Cooper was now the leading actor in Hollywood, the epitome of the movie superstar, able to pick and choose his scripts and roles. He sometimes made errors of judgement. For instance he turned down the role of Rhett Butler in 'Gone With the Wind'. In 1943 when plans were being made to cast Ernest Hemingway's 'For Whom the Bell Tolls', the plum role of Robert Jordan was his for the taking and he was nominated once more for his performance. His costar was Ingrid Bergman and there is speculation that their onscreen romance continued offscreen as well. The film was panned by the critics but was a box-office smash. For a time Cooper was the highest paid individual in the United States.
After a five-week morale-boosting tour of army, navy, and marine bases in New Guinea where part of his repertoire for the troops was to give a moving rendition of the Lou Gehrig farewell speech from 'Pride of the Yankees', Cooper got caught up in the witch-hunting House Committee on Un-American Activities (HUAC) which was investigating "dangerous Communists" who were thought to be corrupting society by infiltrating Hollywood.

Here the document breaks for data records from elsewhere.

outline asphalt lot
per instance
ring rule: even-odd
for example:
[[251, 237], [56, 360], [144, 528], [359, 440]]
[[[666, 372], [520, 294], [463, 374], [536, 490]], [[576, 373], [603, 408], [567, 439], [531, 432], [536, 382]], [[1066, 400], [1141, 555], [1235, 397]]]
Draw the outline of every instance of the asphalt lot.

Many careers were ruined by this body but Cooper testified as a "friendly witness" and retained his good reputation within the industry.
He made several movies in the late 1940's which kept his name in the public eye but he was not happy with the direction his career was taking. In 1952 his career received just the boost it needed when he took what many people regard as his finest role, that of Marshall Will Kane in 'High Noon'. Aged 51 but looking older, Cooper won his second Academy Award for Best Actor and great critical acclaim for his controlled, understated portrayal of the embattled marshall facing his enemies, and his destiny, alone.
Ill with an ulcer, he wasn't able to receive his award in person and he asked John Wayne to accept it on his behalf.
Cooper continued to make movies throughout the 1950's including the box-office hit 'Friendly Persuasion' in 1956 but poor health was slowing him down. Probably the best of his final films was 'The Hanging Tree' in 1959 when he plays a frontier doctor reluctantly drawn into the life of one of his patients. One of his final projects was narrating a TV documentary 'The Real West', in which he helped clear up myths and misconceptions about the old West.
In April 1961 a terminally ill Cooper was awarded a special, career-achievement Award by the Academy, which was accepted by his friend James Stewart, who was close to tears at times.
A month later, on May 31, 1961 Gary Cooper died of lung and prostrate cancer in Los Angeles, California. He was 60.
During his marriage Cooper had affairs with some of his leading ladies such as Marlene Dietrich, Grace Kelly, and Patricia Neal. It is believed that Neal had an abortion in 1950, since fathering an illegitimate child in those days could destroy an actor's career. Because of his high-profile affair with Neal, Cooper and his wife separated between 1951 and 1954 but then reconciled, and remained close until his death.